2.1.6.1. Git LFS, Shallow Clones, and History Cleanup
2.1.6.1. Git LFS, Shallow Clones, and History Cleanup
Large binary files — images, compiled assets, database dumps — fundamentally break Git's efficiency model. Git stores every version of every file, so a 10GB repository of binaries balloons with each change. Git LFS (Large File Storage) replaces binary files with lightweight pointer files (~130 bytes), storing the actual content in a separate LFS server. Cloning downloads only pointers; actual files are fetched on-demand at checkout. Configure .gitattributes to track patterns (*.psd, *.dll, *.zip) before committing large files. For CI pipelines that only need the latest commit, shallow clones (git clone --depth 1) reduce clone time by 80%+. When large files were accidentally committed without LFS, git filter-repo rewrites history to remove them permanently — but requires team coordination and force-push.
Git performance degrades predictably with repository size. The three main growth vectors are: large binary files (media, compiled assets), deep history (years of commits), and broad scope (monorepo with thousands of files). Each has a different solution.
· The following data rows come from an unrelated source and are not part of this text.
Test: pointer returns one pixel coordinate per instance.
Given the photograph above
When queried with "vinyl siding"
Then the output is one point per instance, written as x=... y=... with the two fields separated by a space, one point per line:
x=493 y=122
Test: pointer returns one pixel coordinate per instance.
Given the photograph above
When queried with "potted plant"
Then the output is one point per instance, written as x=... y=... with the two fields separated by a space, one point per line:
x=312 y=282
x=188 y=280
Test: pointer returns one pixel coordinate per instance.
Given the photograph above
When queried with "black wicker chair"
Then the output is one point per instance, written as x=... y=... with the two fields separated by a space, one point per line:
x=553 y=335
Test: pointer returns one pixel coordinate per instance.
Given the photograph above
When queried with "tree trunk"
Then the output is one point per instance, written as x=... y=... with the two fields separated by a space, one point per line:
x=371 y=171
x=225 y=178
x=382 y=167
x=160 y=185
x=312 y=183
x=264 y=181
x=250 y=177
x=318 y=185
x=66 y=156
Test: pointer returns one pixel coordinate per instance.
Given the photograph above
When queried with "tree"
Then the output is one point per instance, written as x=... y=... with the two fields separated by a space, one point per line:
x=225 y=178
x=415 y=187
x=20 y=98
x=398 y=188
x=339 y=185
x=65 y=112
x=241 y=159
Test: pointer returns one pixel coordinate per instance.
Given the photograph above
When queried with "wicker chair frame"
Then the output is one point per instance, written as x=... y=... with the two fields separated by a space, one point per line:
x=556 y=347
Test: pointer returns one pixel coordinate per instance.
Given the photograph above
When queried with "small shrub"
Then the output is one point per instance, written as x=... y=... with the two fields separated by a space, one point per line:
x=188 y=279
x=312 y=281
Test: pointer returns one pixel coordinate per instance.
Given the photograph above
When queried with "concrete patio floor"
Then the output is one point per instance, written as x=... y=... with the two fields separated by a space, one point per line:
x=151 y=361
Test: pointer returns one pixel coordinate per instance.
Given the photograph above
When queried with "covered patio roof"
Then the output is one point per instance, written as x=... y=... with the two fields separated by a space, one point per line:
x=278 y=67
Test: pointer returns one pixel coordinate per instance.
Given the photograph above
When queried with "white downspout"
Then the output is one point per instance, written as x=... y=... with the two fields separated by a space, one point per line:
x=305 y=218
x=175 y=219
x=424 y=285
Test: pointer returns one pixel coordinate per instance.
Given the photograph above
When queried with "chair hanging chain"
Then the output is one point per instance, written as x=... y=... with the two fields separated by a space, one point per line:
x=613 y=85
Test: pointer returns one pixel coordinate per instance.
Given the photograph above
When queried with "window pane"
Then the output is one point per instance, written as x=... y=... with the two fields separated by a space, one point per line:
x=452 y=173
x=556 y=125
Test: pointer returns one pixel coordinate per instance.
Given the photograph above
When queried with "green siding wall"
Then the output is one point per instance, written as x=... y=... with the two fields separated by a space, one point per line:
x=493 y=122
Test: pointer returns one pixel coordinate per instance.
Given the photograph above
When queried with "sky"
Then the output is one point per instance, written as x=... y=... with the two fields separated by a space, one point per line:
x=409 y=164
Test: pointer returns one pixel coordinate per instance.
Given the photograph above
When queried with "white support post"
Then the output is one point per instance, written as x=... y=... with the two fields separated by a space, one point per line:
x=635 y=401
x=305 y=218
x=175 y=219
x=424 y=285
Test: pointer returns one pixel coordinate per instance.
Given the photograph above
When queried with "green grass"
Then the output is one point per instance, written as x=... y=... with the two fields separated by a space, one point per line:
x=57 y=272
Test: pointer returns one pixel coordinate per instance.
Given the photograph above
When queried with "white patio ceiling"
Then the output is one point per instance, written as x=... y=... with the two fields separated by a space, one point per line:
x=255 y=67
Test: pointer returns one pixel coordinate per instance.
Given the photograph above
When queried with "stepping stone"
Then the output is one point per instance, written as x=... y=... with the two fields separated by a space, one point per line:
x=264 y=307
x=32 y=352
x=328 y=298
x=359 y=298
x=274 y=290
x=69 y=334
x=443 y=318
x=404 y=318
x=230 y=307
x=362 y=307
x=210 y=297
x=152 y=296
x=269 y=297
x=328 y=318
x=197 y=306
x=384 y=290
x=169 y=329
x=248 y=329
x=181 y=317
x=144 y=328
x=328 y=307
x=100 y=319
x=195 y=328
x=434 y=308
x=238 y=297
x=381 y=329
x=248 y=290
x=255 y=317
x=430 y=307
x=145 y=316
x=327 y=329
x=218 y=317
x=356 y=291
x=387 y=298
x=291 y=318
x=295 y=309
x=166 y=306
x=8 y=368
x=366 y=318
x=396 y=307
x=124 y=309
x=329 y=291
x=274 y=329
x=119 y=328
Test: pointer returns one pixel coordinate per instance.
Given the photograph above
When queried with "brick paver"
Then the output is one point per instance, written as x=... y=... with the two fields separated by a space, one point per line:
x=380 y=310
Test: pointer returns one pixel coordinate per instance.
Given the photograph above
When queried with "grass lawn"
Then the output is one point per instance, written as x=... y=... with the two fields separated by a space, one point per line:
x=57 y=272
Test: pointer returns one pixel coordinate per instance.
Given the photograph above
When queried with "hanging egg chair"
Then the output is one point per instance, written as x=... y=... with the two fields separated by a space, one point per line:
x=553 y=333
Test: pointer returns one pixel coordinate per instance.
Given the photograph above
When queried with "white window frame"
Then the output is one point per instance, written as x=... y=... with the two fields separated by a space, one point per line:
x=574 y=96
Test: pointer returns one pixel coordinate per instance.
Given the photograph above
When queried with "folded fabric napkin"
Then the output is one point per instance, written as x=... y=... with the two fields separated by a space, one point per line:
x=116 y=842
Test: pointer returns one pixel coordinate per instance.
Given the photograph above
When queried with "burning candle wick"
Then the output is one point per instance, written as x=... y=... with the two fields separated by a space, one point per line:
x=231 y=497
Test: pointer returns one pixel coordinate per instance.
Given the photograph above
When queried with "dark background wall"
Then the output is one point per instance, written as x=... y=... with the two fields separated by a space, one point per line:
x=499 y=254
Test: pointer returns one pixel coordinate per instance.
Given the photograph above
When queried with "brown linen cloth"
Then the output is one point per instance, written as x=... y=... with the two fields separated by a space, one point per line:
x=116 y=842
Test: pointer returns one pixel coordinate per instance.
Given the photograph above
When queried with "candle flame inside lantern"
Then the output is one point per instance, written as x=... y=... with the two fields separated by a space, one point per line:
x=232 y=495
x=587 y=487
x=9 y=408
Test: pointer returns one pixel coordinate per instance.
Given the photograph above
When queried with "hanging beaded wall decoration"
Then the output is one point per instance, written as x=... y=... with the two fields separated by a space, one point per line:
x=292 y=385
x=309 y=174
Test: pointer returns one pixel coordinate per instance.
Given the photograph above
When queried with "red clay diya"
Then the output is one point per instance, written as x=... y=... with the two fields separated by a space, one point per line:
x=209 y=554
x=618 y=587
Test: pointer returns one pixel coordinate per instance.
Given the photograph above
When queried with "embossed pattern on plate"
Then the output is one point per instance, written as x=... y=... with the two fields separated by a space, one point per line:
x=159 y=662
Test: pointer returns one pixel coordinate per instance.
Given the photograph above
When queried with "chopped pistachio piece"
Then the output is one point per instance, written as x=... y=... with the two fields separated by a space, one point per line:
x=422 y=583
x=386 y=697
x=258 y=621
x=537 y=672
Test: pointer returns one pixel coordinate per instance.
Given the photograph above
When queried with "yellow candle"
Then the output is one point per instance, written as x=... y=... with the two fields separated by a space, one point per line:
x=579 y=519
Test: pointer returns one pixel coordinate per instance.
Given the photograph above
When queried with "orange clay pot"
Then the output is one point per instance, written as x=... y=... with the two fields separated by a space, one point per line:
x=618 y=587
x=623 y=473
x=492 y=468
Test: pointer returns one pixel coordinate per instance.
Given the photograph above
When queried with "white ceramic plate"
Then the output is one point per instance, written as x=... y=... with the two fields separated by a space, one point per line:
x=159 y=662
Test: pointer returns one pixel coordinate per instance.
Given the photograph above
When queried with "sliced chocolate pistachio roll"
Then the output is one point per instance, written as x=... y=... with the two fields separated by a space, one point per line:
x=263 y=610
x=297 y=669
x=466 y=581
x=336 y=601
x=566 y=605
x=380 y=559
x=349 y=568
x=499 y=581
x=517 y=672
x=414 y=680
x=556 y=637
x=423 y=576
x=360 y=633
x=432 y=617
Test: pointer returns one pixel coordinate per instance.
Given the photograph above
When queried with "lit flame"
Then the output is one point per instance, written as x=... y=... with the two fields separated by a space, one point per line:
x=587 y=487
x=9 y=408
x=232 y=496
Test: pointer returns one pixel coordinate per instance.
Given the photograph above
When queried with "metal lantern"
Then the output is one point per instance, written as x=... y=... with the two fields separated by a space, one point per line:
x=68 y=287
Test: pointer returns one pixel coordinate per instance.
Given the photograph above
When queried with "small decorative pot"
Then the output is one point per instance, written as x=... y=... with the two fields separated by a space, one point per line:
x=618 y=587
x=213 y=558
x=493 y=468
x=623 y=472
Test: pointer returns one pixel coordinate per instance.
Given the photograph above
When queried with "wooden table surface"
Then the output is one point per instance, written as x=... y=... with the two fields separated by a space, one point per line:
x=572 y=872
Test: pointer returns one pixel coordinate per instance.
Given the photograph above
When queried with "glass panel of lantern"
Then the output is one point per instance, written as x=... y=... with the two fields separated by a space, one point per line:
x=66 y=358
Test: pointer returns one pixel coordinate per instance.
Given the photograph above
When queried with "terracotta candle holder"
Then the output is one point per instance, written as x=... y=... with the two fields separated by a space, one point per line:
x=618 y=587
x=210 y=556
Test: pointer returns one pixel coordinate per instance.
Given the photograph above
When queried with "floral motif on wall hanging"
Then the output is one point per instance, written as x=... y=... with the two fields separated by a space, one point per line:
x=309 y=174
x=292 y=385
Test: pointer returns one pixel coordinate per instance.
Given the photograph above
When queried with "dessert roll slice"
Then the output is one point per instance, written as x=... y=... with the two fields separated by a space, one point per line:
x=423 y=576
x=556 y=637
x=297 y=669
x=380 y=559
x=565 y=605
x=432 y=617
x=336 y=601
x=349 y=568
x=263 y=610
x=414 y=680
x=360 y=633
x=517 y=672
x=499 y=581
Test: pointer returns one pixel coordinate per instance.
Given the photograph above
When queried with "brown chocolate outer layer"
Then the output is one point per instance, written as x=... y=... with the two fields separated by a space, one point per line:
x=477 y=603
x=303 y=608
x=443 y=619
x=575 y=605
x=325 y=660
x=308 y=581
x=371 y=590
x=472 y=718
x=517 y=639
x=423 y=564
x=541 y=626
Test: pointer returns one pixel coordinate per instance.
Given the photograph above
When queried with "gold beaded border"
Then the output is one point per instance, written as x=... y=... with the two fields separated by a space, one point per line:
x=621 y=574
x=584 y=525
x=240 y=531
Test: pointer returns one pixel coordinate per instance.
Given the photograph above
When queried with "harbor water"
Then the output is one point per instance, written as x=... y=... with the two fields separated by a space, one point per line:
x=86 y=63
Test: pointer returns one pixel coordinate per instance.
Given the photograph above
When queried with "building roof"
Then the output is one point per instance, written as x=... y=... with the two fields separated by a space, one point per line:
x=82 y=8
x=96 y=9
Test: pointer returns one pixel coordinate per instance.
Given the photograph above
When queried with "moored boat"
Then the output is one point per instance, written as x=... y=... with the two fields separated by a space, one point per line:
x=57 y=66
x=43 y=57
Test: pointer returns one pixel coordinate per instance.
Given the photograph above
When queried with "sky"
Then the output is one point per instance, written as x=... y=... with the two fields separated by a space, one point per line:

For binary files, Git LFS redirects storage to a dedicated server while keeping pointer files in the repository. The .gitattributes file declares which patterns use LFS: *.psd filter=lfs, *.dll filter=lfs. Once configured, git lfs track ensures new files matching these patterns automatically use LFS. CI pipelines should use git lfs install and configure LFS fetch to pull only the files needed for the build, not the entire LFS history.
For deep history, shallow clones (--depth N) and treeless clones (--filter=tree:0) reduce clone time dramatically. Azure Pipelines supports fetchDepth configuration. For broad scope, sparse checkout allows developers to clone the repository but only populate the working tree with specific directories — ideal for monorepos where each developer works on one service.
For CI agents, the GIT_LFS_SKIP_SMUDGE=1 environment variable prevents automatic LFS file download during clone, then git lfs pull selectively fetches only the files needed for the current build. This optimization matters when the LFS store contains terabytes of assets but the build only needs a few megabytes. Azure Pipelines supports LFS natively with the lfs: true checkout option.
Scalar (Git VFS) provides an alternative for extremely large repositories — mounting the repo as a virtual filesystem and downloading objects on demand.
Git LFS bandwidth and storage count against Azure DevOps limits. Monitor usage through Organization Settings to avoid unexpected throttling on large teams.